The first mismatch you find is usually the one costing you calls. It might be a listing that says you close at 5 while your website says 6. Or the AI credits you with a treatment your services page never lists. Small gaps like these give a ready customer an easy reason to leave.
Close to half of your customers also check a second AI before they decide. So if you have five minutes more, run the same three questions through Gemini and see whether the story about you changes from one to the next. Where two AIs tell a customer two different things, that gap is usually pointing at a fact you left unclear on your own pages.
Make your site and your listing say the same thing
The fix is simple to describe. Pick the handful of facts a customer checks: what you do, where you are, when you're open, and whether you do the exact thing they asked for. State each one in plain words on your own website. Then make your Google listing and every other page you control say the same thing.
A few practical notes. Put your hours and your services in real text on the page so a customer and an AI can both read them straight off. Text stuck inside a picture or a PDF stays invisible to both of them. If you added or dropped a service this year, update every page that still mentions the old version. If the AI names a treatment you do offer but your site buries it, give that service its own clear line. The goal is plain: anywhere a customer looks, the answer about you reads the same.

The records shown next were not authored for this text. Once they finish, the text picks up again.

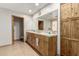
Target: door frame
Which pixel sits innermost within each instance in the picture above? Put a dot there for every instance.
(13, 17)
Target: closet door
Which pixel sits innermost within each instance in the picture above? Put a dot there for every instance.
(75, 10)
(75, 36)
(65, 37)
(62, 9)
(68, 11)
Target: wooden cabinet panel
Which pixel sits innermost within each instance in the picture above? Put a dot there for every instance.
(75, 29)
(65, 46)
(65, 29)
(44, 44)
(75, 10)
(66, 11)
(70, 31)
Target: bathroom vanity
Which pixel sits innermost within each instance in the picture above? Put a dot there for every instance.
(43, 43)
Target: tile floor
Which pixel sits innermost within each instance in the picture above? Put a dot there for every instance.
(18, 49)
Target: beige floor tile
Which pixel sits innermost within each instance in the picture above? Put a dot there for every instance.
(18, 49)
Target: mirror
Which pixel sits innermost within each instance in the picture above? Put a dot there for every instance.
(40, 25)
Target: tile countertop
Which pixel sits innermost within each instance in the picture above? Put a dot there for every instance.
(43, 33)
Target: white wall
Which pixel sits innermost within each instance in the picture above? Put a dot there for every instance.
(5, 28)
(47, 9)
(6, 25)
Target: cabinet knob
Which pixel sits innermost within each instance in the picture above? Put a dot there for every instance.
(76, 13)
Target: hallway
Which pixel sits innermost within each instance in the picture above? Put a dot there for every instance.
(18, 49)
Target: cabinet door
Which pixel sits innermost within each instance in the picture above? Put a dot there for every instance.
(75, 29)
(65, 46)
(73, 48)
(75, 10)
(67, 10)
(65, 29)
(62, 9)
(43, 45)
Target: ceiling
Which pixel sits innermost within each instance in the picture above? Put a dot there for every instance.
(23, 7)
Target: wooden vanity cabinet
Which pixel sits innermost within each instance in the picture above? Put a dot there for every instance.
(70, 32)
(45, 45)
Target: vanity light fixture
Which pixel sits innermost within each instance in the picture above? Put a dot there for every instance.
(30, 10)
(36, 4)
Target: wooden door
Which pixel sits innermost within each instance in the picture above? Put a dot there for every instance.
(70, 33)
(75, 9)
(43, 45)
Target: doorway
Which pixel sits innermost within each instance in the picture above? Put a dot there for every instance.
(17, 29)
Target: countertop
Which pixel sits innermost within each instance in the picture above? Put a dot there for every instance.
(43, 33)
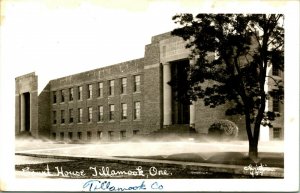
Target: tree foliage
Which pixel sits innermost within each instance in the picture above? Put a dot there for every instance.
(232, 53)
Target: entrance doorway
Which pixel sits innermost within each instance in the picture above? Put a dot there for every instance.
(180, 109)
(25, 112)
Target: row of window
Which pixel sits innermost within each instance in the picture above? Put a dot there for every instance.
(99, 135)
(100, 115)
(111, 90)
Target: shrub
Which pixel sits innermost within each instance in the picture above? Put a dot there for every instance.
(223, 129)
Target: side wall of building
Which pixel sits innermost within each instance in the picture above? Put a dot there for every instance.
(94, 129)
(26, 85)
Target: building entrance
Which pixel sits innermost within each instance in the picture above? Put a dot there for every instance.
(25, 112)
(180, 109)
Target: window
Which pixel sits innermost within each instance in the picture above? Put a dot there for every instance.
(136, 132)
(276, 102)
(62, 115)
(70, 135)
(90, 114)
(79, 135)
(62, 94)
(137, 83)
(54, 96)
(137, 110)
(99, 134)
(110, 135)
(124, 111)
(123, 135)
(123, 85)
(79, 115)
(100, 115)
(71, 116)
(275, 71)
(100, 89)
(90, 91)
(71, 96)
(276, 133)
(80, 93)
(54, 117)
(111, 87)
(54, 136)
(111, 112)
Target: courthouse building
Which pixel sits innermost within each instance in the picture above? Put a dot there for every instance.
(120, 101)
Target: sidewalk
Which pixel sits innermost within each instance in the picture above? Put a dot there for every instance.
(249, 170)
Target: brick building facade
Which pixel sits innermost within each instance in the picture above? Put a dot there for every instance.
(117, 102)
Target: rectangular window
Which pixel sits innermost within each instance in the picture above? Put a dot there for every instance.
(80, 93)
(124, 111)
(54, 96)
(54, 136)
(100, 115)
(70, 135)
(79, 135)
(62, 135)
(71, 92)
(99, 135)
(90, 114)
(100, 89)
(54, 117)
(62, 94)
(79, 115)
(111, 112)
(123, 135)
(123, 85)
(110, 135)
(276, 102)
(90, 91)
(111, 88)
(89, 136)
(275, 71)
(137, 83)
(276, 133)
(62, 115)
(71, 116)
(136, 132)
(137, 110)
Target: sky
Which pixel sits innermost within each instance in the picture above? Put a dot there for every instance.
(56, 38)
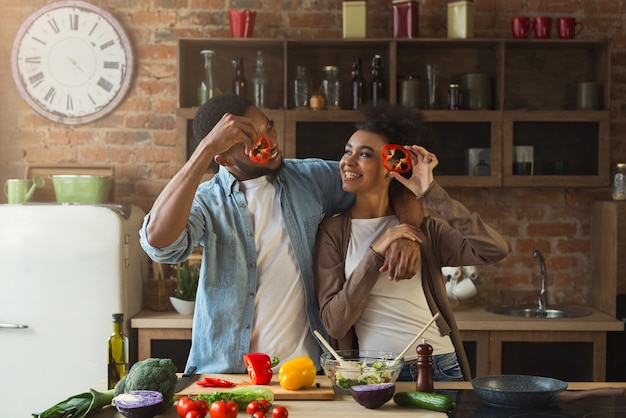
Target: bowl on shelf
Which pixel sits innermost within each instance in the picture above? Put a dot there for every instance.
(359, 367)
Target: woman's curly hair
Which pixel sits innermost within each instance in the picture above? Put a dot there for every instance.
(398, 124)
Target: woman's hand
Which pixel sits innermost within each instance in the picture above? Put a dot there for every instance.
(424, 162)
(396, 232)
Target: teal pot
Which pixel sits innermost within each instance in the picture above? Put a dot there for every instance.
(84, 189)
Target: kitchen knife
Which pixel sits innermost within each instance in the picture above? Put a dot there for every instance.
(186, 379)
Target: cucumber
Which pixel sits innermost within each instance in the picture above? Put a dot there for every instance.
(432, 401)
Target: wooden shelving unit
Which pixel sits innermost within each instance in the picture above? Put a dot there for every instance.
(534, 85)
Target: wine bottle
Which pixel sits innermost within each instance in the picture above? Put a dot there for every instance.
(378, 82)
(118, 351)
(259, 82)
(358, 85)
(240, 85)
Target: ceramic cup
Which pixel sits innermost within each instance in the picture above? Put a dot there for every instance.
(241, 23)
(464, 289)
(521, 26)
(542, 26)
(568, 28)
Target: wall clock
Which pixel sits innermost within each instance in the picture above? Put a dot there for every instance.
(72, 62)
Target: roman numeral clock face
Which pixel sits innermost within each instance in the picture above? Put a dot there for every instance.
(72, 62)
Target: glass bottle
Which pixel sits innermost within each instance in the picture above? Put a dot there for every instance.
(206, 89)
(424, 381)
(331, 87)
(358, 84)
(259, 82)
(118, 351)
(240, 85)
(301, 88)
(618, 184)
(378, 82)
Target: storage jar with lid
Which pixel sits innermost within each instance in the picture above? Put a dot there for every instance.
(331, 87)
(618, 185)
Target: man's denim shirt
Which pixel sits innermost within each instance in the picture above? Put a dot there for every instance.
(310, 190)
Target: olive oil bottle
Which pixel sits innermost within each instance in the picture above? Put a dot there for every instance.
(118, 351)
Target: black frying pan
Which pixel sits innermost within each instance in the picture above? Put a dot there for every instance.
(531, 391)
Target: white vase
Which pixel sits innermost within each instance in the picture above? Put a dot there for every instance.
(184, 307)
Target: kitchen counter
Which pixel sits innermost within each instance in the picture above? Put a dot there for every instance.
(487, 330)
(346, 407)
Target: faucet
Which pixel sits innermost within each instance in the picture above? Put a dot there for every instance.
(542, 299)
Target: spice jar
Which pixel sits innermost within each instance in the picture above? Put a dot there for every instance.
(454, 97)
(331, 87)
(618, 185)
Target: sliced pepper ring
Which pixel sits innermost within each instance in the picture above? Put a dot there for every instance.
(396, 158)
(260, 153)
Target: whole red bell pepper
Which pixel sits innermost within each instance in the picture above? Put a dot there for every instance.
(259, 366)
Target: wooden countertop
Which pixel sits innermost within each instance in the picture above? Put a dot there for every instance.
(470, 319)
(346, 407)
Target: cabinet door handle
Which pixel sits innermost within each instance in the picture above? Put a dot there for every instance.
(13, 326)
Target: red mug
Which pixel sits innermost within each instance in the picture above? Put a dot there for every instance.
(241, 23)
(521, 26)
(568, 28)
(543, 27)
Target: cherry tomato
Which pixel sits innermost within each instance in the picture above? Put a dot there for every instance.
(260, 153)
(184, 405)
(221, 409)
(203, 407)
(265, 405)
(396, 158)
(280, 412)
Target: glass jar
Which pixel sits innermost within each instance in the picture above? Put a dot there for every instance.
(301, 88)
(331, 87)
(618, 185)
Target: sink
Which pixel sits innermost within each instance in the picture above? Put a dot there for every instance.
(533, 311)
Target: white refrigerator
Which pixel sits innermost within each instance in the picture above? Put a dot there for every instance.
(64, 270)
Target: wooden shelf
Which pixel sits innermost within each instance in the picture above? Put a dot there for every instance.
(534, 94)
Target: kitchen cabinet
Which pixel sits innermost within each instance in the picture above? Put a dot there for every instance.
(533, 84)
(608, 254)
(489, 334)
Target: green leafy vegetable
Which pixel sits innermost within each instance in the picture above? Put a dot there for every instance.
(241, 396)
(78, 406)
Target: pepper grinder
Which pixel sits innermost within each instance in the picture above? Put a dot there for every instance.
(424, 367)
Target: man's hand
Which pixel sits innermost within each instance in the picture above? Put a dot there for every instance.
(402, 259)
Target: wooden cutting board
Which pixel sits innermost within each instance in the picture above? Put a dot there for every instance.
(322, 389)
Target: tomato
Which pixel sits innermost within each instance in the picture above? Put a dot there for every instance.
(221, 409)
(184, 405)
(280, 412)
(258, 406)
(396, 158)
(260, 153)
(191, 408)
(203, 407)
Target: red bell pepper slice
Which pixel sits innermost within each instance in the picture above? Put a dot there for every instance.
(260, 153)
(259, 366)
(396, 158)
(213, 382)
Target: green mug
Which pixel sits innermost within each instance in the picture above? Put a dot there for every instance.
(22, 190)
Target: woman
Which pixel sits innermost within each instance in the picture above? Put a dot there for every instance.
(359, 306)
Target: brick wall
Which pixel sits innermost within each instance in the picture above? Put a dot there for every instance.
(138, 138)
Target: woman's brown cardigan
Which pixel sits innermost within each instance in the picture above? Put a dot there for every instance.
(457, 237)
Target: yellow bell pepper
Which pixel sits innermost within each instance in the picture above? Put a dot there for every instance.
(297, 373)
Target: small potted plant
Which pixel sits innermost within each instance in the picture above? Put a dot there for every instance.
(184, 299)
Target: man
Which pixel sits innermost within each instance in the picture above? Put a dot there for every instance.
(257, 223)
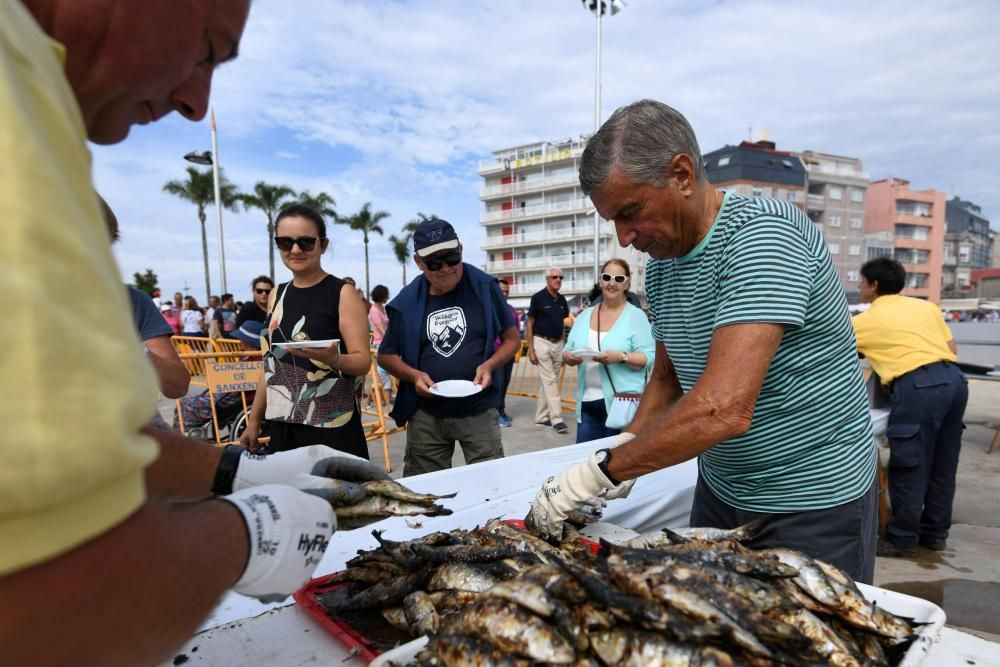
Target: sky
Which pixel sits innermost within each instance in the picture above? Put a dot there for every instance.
(396, 102)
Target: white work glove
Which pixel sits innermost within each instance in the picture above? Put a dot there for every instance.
(313, 467)
(288, 532)
(625, 488)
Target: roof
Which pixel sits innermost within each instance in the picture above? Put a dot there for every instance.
(754, 162)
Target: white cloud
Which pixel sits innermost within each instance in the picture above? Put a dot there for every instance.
(393, 103)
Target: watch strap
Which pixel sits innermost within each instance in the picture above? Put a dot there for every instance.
(226, 472)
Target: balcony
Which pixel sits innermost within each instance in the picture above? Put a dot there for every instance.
(815, 202)
(523, 187)
(535, 263)
(512, 240)
(538, 211)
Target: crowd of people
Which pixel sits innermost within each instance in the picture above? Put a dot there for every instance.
(750, 351)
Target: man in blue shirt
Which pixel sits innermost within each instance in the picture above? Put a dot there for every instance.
(442, 326)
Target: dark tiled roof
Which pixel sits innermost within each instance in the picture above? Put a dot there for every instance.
(754, 162)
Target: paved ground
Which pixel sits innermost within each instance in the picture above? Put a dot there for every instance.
(964, 580)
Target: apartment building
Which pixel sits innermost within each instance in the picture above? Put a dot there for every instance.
(758, 169)
(967, 247)
(535, 215)
(916, 220)
(836, 203)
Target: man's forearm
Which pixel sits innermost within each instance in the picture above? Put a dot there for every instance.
(185, 469)
(155, 576)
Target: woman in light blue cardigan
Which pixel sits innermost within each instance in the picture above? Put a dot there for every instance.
(622, 338)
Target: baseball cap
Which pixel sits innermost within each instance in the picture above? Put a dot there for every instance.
(249, 332)
(433, 236)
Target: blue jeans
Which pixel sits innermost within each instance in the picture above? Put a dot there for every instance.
(593, 414)
(925, 436)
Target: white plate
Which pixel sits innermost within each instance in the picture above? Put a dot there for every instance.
(455, 388)
(300, 344)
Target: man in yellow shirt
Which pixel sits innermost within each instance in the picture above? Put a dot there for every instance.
(96, 565)
(913, 352)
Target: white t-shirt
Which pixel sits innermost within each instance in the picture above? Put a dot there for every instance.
(191, 321)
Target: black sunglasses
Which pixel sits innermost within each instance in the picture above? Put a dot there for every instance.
(286, 243)
(454, 259)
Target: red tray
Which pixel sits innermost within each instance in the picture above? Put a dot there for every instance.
(308, 598)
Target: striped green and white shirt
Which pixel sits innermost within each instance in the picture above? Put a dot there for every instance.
(810, 444)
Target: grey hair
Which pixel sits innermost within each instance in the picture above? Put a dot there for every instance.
(641, 140)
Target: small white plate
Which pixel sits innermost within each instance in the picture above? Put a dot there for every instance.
(300, 344)
(455, 388)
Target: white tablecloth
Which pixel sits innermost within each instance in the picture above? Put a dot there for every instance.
(501, 488)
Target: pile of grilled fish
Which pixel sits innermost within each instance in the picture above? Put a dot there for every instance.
(389, 498)
(499, 595)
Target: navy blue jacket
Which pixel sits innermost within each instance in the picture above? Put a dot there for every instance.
(411, 304)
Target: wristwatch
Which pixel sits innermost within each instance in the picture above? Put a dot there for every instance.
(603, 457)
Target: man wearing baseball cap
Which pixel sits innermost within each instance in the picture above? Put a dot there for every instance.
(442, 326)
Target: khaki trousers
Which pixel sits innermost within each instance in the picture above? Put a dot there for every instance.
(549, 366)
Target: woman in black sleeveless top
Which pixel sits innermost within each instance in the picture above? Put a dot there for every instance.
(310, 393)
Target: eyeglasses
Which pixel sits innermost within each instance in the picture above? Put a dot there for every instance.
(454, 259)
(305, 243)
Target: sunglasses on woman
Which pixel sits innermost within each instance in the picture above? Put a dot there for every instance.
(286, 243)
(454, 259)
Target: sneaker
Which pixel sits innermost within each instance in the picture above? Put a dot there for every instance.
(932, 544)
(886, 549)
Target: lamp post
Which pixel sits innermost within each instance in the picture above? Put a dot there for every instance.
(598, 7)
(211, 158)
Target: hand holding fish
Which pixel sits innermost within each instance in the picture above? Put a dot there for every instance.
(318, 467)
(288, 532)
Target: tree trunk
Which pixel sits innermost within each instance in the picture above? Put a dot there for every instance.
(204, 252)
(270, 246)
(368, 289)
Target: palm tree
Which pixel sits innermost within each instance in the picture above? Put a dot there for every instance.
(199, 189)
(401, 248)
(269, 199)
(322, 202)
(366, 222)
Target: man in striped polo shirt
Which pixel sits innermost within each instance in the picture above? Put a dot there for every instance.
(756, 369)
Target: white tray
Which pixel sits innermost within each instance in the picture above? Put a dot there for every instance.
(919, 610)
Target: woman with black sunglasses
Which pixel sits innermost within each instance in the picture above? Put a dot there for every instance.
(309, 395)
(619, 343)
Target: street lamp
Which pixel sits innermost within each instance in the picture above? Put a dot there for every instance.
(210, 158)
(598, 7)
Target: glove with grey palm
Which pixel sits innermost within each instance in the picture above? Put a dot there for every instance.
(288, 531)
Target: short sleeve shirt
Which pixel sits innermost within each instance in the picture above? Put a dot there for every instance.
(810, 443)
(148, 320)
(549, 313)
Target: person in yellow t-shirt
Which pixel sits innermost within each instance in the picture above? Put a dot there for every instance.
(912, 350)
(93, 552)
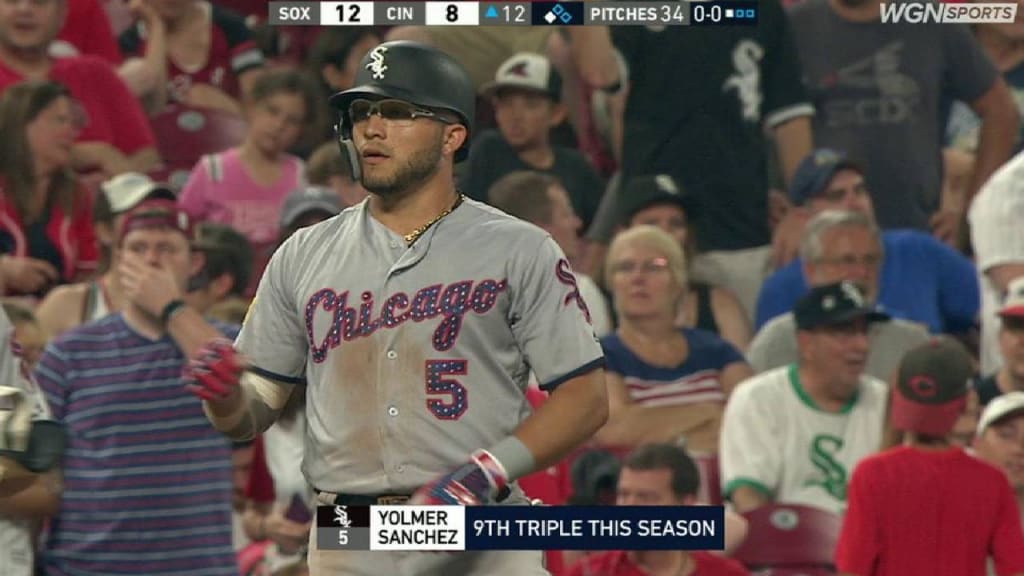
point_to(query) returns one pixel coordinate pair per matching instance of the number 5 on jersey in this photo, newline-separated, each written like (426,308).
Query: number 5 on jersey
(446,398)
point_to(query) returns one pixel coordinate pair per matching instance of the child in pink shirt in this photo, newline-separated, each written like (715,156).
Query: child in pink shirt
(245,187)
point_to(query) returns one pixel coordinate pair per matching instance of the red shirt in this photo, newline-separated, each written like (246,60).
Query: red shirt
(72,235)
(88,29)
(231,51)
(617,563)
(916,512)
(113,114)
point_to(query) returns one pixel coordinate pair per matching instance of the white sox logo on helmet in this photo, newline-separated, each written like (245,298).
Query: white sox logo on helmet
(376,64)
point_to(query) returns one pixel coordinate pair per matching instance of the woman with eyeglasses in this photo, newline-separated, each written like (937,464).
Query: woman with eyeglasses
(46,234)
(245,187)
(665,382)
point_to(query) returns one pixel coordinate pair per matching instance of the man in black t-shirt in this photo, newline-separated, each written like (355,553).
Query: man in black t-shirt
(526,96)
(698,104)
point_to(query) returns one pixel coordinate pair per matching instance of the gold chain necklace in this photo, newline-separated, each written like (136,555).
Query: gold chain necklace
(412,237)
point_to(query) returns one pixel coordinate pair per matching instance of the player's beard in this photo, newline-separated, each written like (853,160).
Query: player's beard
(417,169)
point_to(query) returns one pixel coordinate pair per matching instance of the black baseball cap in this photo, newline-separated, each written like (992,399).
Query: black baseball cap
(816,170)
(931,392)
(643,192)
(833,304)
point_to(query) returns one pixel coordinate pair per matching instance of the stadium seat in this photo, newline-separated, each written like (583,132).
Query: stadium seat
(792,537)
(184,134)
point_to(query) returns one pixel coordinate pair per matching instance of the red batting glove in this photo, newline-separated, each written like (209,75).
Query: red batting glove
(216,372)
(477,482)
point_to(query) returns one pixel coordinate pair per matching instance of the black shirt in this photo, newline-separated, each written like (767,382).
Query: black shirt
(699,98)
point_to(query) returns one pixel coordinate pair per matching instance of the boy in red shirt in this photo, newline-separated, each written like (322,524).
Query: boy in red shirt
(927,507)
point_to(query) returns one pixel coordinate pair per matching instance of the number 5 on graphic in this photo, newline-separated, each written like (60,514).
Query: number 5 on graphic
(455,400)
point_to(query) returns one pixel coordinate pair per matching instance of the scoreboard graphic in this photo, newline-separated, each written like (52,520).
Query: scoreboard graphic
(727,12)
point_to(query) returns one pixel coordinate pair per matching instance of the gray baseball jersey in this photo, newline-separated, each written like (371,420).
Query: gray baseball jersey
(415,357)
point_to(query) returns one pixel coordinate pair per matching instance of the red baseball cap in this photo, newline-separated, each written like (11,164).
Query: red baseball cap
(158,213)
(931,392)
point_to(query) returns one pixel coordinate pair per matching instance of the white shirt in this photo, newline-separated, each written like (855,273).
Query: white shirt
(775,439)
(996,218)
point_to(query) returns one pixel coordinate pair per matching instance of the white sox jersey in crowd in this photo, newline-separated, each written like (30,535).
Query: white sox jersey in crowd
(16,536)
(775,440)
(415,356)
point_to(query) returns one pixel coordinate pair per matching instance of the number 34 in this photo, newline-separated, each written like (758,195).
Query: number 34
(455,397)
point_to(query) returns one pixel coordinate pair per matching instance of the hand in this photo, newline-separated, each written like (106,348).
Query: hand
(27,276)
(290,536)
(945,225)
(146,286)
(477,482)
(216,372)
(786,236)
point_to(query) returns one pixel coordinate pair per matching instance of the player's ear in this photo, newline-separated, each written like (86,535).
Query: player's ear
(455,136)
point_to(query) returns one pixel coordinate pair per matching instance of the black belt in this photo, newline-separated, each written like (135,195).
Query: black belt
(369,500)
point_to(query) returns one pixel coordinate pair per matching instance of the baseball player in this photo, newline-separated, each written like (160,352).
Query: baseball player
(415,319)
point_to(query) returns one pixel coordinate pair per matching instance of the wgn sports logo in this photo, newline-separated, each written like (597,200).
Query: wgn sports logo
(939,12)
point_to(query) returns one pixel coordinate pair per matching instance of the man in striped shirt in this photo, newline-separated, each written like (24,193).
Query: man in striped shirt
(147,481)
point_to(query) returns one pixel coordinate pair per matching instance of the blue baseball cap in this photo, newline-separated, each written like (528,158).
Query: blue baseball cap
(816,171)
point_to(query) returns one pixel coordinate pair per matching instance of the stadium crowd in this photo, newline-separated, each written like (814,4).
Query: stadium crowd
(801,245)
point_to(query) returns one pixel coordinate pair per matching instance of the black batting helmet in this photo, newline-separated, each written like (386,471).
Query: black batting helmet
(415,73)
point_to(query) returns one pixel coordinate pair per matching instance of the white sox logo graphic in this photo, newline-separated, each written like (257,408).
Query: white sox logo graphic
(376,64)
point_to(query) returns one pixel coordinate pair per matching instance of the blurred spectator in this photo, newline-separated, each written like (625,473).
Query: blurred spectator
(67,306)
(834,237)
(26,497)
(999,440)
(46,234)
(664,382)
(657,200)
(192,51)
(87,30)
(306,207)
(526,94)
(1010,376)
(115,136)
(699,106)
(928,508)
(245,187)
(226,270)
(657,475)
(334,60)
(29,335)
(177,516)
(922,279)
(882,92)
(327,168)
(998,248)
(541,200)
(794,435)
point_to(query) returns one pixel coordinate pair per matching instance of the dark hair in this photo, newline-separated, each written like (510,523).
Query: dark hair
(226,251)
(524,195)
(289,81)
(685,476)
(19,106)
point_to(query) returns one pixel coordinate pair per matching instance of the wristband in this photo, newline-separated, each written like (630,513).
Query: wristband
(170,310)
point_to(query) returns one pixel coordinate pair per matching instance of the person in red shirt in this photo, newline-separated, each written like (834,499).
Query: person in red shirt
(46,234)
(116,136)
(657,475)
(927,507)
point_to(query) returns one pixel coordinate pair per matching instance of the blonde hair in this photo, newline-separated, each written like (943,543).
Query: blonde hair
(655,239)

Reviews back all this up. A customer on the fence often reads one or two before calling, and a recent review that names the exact service they asked for can be the thing that settles it. Treat reviews as one more page that has to agree with the rest of your facts.
Clean, matching facts also help the AI get you right in the first place. When your pages agree with each other and with your listing, the AI has solid facts to repeat, and the customer who checks finds nothing that gives them pause. This is quietly one of the best things a local business can fix this year, and it's fully in your hands.
Give it 20 minutes this week. Run the five-minute check on your top three questions, then fix the first thing that does not line up. That one edit often does more for your phone than another month of the work you never get to see.
Frequently asked questions
- If AI already recommended me, why am I still losing customers?
- Because almost every customer checks the AI before they act. When they open your website or your Google listing and a fact does not match what the AI said, most of them just move on to the next business the AI named, without stopping to sort out who is right.
- How do I find a mismatch between the AI answer and my pages?
- Ask ChatGPT and Google's AI answer box the three questions your customers ask most. Note what they say about you. Then open your own website and Google listing as a doubtful customer and look for the first fact that does not line up. It takes about five minutes.
- Should I fix my website or my Google listing first?
- Fix whichever a customer sees first, but the real win is getting them to agree. Pick the handful of facts that matter and make sure your website, your Google listing, and any other page you control all state them the same way.